DAVA TARİHİ : 01.....2022
KARAR : İstinaf başvurusunun esastan reddi
İLK DERECE MAHKEMESİ : ... 4. ... Mahkemesi
SAYISI : 2022/228 E., 2022/230 K.
Taraflar arasındaki yetki tespitine itiraz davasından dolayı yapılan yargılama sonunda İlk Derece Mahkemesince davanın reddine karar verilmiştir.
Kararın davacı vekili tarafından istinaf edilmesi üzerine, Bölge Adliye Mahkemesince başvurunun esastan reddine karar verilmiştir.

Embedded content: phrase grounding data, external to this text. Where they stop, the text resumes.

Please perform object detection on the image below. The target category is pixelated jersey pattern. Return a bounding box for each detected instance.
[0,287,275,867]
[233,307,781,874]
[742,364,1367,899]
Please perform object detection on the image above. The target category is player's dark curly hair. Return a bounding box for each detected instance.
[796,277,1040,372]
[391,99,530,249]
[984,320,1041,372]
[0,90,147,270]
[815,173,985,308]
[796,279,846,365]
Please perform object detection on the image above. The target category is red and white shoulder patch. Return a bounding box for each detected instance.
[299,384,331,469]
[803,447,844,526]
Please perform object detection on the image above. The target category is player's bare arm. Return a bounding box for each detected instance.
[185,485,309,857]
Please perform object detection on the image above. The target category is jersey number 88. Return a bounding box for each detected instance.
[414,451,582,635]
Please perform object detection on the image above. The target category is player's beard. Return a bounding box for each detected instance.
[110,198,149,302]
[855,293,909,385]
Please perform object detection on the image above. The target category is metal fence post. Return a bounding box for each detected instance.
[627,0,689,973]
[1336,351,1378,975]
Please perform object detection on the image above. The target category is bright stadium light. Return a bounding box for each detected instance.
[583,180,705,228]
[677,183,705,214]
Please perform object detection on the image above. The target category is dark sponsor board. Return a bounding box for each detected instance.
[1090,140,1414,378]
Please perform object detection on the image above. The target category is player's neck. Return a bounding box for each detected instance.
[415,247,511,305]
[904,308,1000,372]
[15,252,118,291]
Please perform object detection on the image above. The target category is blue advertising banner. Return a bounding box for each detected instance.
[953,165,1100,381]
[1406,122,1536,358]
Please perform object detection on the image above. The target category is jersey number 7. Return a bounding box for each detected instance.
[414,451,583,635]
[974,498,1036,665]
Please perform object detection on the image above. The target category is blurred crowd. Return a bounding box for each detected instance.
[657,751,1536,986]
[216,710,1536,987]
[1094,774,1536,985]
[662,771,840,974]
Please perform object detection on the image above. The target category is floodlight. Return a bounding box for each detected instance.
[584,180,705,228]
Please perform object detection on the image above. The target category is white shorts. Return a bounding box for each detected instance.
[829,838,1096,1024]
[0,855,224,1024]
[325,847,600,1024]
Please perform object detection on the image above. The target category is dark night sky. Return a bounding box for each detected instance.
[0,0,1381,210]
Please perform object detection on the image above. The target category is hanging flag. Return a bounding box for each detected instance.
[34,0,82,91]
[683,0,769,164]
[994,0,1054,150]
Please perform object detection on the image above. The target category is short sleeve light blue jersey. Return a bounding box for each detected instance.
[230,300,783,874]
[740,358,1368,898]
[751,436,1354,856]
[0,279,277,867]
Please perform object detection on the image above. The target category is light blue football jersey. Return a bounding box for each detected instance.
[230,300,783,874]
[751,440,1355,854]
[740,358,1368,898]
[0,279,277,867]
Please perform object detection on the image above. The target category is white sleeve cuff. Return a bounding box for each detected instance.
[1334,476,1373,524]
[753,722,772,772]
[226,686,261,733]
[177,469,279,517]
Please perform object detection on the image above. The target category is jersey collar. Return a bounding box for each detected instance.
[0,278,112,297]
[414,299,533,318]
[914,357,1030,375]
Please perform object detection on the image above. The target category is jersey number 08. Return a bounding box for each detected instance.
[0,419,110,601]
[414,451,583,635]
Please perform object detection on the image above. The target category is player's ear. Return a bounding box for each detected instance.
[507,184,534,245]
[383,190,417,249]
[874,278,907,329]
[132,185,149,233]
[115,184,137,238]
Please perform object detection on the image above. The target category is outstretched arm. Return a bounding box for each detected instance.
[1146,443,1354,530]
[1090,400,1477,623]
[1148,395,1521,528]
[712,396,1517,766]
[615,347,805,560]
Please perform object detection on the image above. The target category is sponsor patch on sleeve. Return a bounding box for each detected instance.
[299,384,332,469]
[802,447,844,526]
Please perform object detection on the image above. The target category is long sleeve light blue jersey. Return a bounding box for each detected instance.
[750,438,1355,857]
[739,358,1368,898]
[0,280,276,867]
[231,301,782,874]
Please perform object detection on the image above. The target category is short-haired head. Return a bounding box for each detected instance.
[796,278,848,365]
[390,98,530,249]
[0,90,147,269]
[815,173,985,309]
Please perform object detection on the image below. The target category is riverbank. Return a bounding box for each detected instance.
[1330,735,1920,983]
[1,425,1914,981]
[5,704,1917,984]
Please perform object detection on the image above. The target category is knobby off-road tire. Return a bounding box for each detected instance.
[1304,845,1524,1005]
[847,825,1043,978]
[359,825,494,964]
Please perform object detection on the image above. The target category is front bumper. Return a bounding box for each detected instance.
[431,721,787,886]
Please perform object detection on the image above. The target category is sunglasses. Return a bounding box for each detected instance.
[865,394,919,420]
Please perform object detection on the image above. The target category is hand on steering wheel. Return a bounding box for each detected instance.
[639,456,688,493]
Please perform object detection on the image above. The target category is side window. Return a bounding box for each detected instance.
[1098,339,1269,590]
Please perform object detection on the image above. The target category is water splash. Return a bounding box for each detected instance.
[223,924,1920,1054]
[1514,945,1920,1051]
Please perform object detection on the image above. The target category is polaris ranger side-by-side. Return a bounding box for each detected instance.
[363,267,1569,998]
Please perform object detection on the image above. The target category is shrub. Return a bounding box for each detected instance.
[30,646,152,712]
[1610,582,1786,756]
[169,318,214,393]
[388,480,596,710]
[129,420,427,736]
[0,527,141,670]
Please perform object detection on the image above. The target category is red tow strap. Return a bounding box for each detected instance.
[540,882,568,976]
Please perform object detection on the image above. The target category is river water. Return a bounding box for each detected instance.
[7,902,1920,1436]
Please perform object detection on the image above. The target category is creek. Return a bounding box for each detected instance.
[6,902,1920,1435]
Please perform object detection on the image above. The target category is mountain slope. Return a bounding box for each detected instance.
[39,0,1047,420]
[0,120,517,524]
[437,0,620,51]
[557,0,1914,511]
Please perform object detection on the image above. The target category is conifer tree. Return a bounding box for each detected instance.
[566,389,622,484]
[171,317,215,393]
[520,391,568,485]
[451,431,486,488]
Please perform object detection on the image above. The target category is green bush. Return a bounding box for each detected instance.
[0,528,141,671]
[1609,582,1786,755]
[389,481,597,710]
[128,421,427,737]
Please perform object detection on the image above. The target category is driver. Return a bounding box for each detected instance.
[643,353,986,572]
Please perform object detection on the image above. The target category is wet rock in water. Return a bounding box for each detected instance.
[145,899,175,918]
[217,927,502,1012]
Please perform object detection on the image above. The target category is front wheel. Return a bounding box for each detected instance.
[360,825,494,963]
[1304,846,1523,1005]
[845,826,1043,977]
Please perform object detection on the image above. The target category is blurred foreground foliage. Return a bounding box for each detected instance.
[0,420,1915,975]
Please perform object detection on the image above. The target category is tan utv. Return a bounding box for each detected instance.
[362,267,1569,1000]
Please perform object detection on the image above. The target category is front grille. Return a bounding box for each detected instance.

Bölge Adliye Mahkemesi kararı davacı vekili tarafından temyiz edilmekle; kesinlik, süre, temyiz şartı ve diğer usul eksiklikleri yönünden yapılan ön inceleme sonucunda, temyiz dilekçesinin kabulüne karar verildikten ve Tetkik Hâkimi tarafından hazırlanan rapor dinlendikten sonra dosyadaki belgeler incelenip gereği düşünüldü:
I. DAVA
Davacı vekili dava dilekçesinde; yetki tespitinde belirtilen çalışan sayılarının doğru olmadığını, Sendikanın yetki alabilmesi için gereken sayıya ulaşamadığını, gereken çoğunluk sayısının belirlenmesinde işyeri yerine işletmenin esas alınmasının hatalı olduğunu, "29 Ekim Mah. Batıbeton Cad. No: 10/1 Torbalı/..." adresi müvekkilinin üretim yaptığı adres olduğunu, "Yazıbaşı Mah. Batıbeton Cad. Torbalı ..." adresinin depo olduğunu, ayrı bir üretim yapılan yer olmadığını, 4857 sayılı ... Kanunu'nun 2 nci maddesi hükmü gereği depo olarak kullanılan yerin ayrı bir işletme olarak nitelendirilemeyeceğini, bu nedenle işletme düzeyinde verilen olumlu yetki yazısının hatalı olduğunu, işletme değil işyeri bazında yetki yazısının düzenlenmesi gerektiğini, işyeri olarak düzenlenmeyen olumlu yetki yazısının iptal edilmesi gerektiğini, işyeri düzeyinde başvuru tarihinde çalışan işçi sayısının %50'si üzerinden yetki için gerekli sayının hesaplanması gerektiğini, işletme bazında %40 oranı yeterli olabilirken işyeri bazında bu oranın %50 olduğunu, üye sayıları ile işyerinde çalışan sayılarının doğru olmadığını, Sendikanın yetki alabilmesi için gereken sayıya ulaşamadığını iddia ederek yetki tespitinin iptalini talep etmiştir.
II. CEVAP
1. Davalı Bakanlık vekili cevap dilekçesinde; yetki tespiti işleminin usul ve mevzuata uygun olduğunu, davacı iddialarını kabul anlamına gelmemekle birlikte işletme olarak değil de işyeri olarak yetki tespiti yapılsaydı bile Selüloz-... Sendikasına üye işçi sayısı 85 işçi olduğundan %50 işçiden fazlasının karşılamış olduğunu, işyeri kavramı baz alınarak yapılacak yetki tespitinde de yine Selüloz-... Sendikasının yetkili olduğunun tespit edileceğini, bu durumda da yetkili sendika değişmeyeceğinden açılan davada davacının hukuki olarak bir yararının bulunmadığını savunarak davanın reddini istemiştir.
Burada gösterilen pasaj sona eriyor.